Creating Meaningful Shadowing Experiences
STRIDE exists to connect students to job shadowing experiences. Each experience is an opportunity to develop a student's vision of their future career in healthcare.
STRIDE provides opportunities for high school students to immerse themselves in professional experiences where they have the opportunity to observe, communicate, and assist healthcare professionals.
Imagine being able to "try on" a health care career interest for the right size and fit before heading off to college. High School students that participate with STRIDE go above and beyond to learn about health professions before they've even graduated so they are better prepared to make career planning choices. Job shadowing can give them an experience to reference in a job interview, show future employers that they took initiative, and help students to build a professional network.
What is a job shadow?
A job shadow is an opportunity for a student to have a one-on-one experience with a professional in their career of interest. Professionals share their work day with a student providing a first-hand experience of a typical day on the job and while discussing the skills necessary to be successful in the field.

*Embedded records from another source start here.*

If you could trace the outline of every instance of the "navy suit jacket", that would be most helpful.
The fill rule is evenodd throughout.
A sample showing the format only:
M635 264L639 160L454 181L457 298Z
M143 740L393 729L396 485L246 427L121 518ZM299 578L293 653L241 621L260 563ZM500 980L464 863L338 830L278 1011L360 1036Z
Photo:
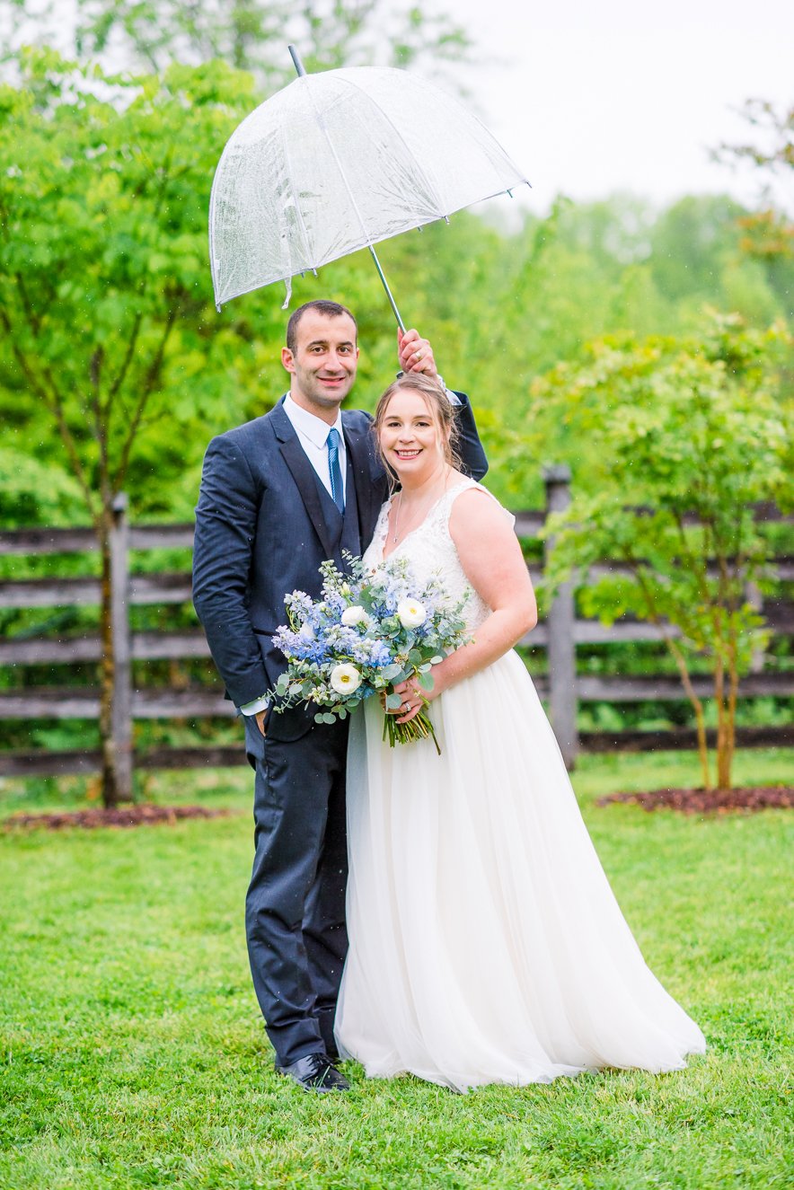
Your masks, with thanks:
M458 396L463 465L481 478L488 464L468 397ZM286 621L285 595L304 590L315 599L320 563L340 560L339 526L335 532L333 525L339 514L282 405L212 439L195 511L193 603L229 697L238 707L271 689L285 669L285 658L273 645L273 633ZM369 414L343 411L342 425L363 552L388 496L388 481ZM276 726L274 720L268 729L285 739L311 726L302 710L275 719L282 722Z

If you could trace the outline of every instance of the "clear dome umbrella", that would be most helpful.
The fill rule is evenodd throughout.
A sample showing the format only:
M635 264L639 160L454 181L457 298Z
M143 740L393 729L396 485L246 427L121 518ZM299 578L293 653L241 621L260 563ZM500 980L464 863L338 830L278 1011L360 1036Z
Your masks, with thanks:
M230 137L212 183L215 306L374 245L527 180L476 117L405 70L299 77ZM529 184L529 182L527 182ZM287 302L285 302L287 305Z

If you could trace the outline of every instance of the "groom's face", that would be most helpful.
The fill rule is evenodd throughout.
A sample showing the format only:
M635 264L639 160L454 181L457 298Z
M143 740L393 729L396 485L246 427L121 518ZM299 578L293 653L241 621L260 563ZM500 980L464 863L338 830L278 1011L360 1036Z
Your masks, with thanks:
M346 314L326 318L314 309L306 311L295 327L295 350L282 347L281 362L292 377L292 399L333 422L356 378L356 324Z

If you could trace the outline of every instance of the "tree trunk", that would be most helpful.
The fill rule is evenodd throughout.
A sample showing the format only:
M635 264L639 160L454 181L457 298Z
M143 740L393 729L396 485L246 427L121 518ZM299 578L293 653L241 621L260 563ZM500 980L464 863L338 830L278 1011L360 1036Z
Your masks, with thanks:
M132 800L130 640L126 621L126 497L102 509L98 526L101 558L99 735L102 803ZM123 588L123 589L119 589Z

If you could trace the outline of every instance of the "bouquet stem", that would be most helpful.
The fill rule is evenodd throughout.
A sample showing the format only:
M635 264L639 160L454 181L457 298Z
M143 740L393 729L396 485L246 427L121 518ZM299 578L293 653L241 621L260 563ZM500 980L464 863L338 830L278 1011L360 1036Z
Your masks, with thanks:
M442 754L433 725L424 710L409 719L407 724L399 724L395 715L387 714L383 722L383 743L387 739L389 747L394 747L395 744L413 744L414 740L432 739L436 751L439 756Z

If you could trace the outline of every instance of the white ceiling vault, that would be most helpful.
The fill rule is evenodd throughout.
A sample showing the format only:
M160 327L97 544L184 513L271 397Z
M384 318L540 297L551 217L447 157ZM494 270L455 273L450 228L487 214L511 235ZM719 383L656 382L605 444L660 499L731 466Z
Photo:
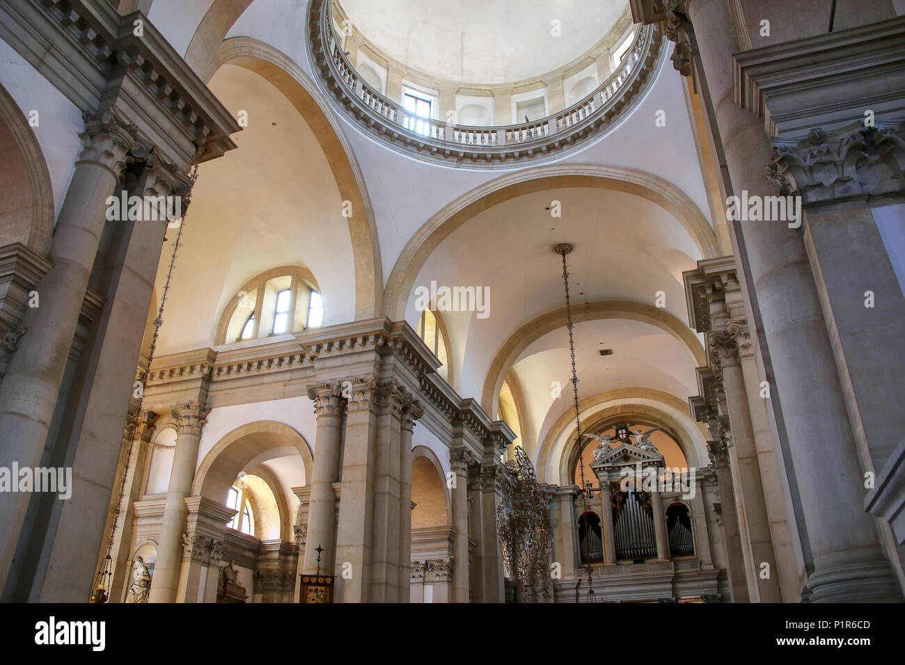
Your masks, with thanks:
M391 58L438 79L508 83L591 49L627 0L342 0L355 27ZM555 23L558 22L558 23Z
M157 13L157 27L184 52L194 34L189 23L196 24L210 5L209 0L155 0L152 19ZM316 68L304 40L306 5L253 0L227 38L272 44L313 81ZM446 78L499 81L548 71L584 52L625 3L345 0L342 5L357 27L394 57L415 58L420 69L433 68ZM563 22L558 42L550 36L554 19ZM712 223L682 85L666 62L631 115L556 165L564 169L607 165L650 174L681 190ZM341 210L341 196L317 137L277 88L248 70L224 65L210 86L231 111L248 110L250 125L236 135L237 150L201 168L158 352L213 344L226 300L255 274L280 265L312 271L324 292L328 323L351 320L352 245L348 224L334 214ZM666 128L654 124L661 111ZM432 217L494 178L534 168L522 162L511 171L490 173L427 163L388 149L345 118L330 119L348 138L349 160L360 168L373 206L385 284L394 267L408 265L406 245ZM653 308L662 291L663 312L687 328L681 271L702 256L680 220L618 188L544 186L525 184L519 195L487 207L449 233L423 263L411 264L417 273L414 286L434 280L491 288L487 318L442 313L452 347L453 387L462 396L481 400L489 370L507 340L563 307L561 260L552 252L557 242L575 245L568 261L576 310L586 302L610 301ZM553 200L560 202L560 218L546 209ZM164 245L164 268L169 249ZM158 295L161 286L158 276ZM413 290L405 312L410 324L417 320L414 301ZM697 392L694 356L662 328L601 318L576 324L576 342L583 399L640 388L684 402ZM612 348L613 356L601 356L601 347ZM559 398L551 395L553 382L568 384L565 328L533 339L503 368L503 375L510 368L524 400L528 423L522 431L531 440L522 442L536 452L538 442L569 406L565 392Z

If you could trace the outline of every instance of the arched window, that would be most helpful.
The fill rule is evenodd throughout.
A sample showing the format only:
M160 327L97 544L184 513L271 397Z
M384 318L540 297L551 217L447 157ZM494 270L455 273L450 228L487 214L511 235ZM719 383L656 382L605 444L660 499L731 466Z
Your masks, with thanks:
M437 373L452 384L452 378L449 368L449 337L443 318L433 309L424 309L418 319L418 337L424 340L427 347L433 352L443 365Z
M254 512L248 500L247 491L235 485L231 487L226 495L226 508L236 511L226 527L246 536L254 536Z
M683 503L673 503L666 508L666 532L669 534L670 556L694 555L694 536L691 516Z
M224 309L216 344L300 332L324 323L324 299L307 268L285 266L258 275Z

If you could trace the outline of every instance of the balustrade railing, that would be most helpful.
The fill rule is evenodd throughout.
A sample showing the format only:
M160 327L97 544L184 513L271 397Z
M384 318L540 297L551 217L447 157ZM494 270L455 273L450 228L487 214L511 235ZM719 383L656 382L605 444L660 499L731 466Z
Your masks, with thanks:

What are the goals of a job shadow?
Each volunteer professional will provide a unique experience. Goals of a job shadow include:
Educate students about their career of interest
Provide a first-hand experience for the student to learn about a typical day on the job, challenges and accomplishments in the specific career field
Describe the skills needed and what it takes to be a success in the field
Provide an opportunity for students to ask questions to further their career exploration.
What does a good job shadow look like?
A good job shadow is engaging, stimulating and informative. Job shadows should provide students with a deeper understanding of a specific career field. A great job shadow will result in a mentor-ship and networking program that will help strengthen the professional workforce pipeline.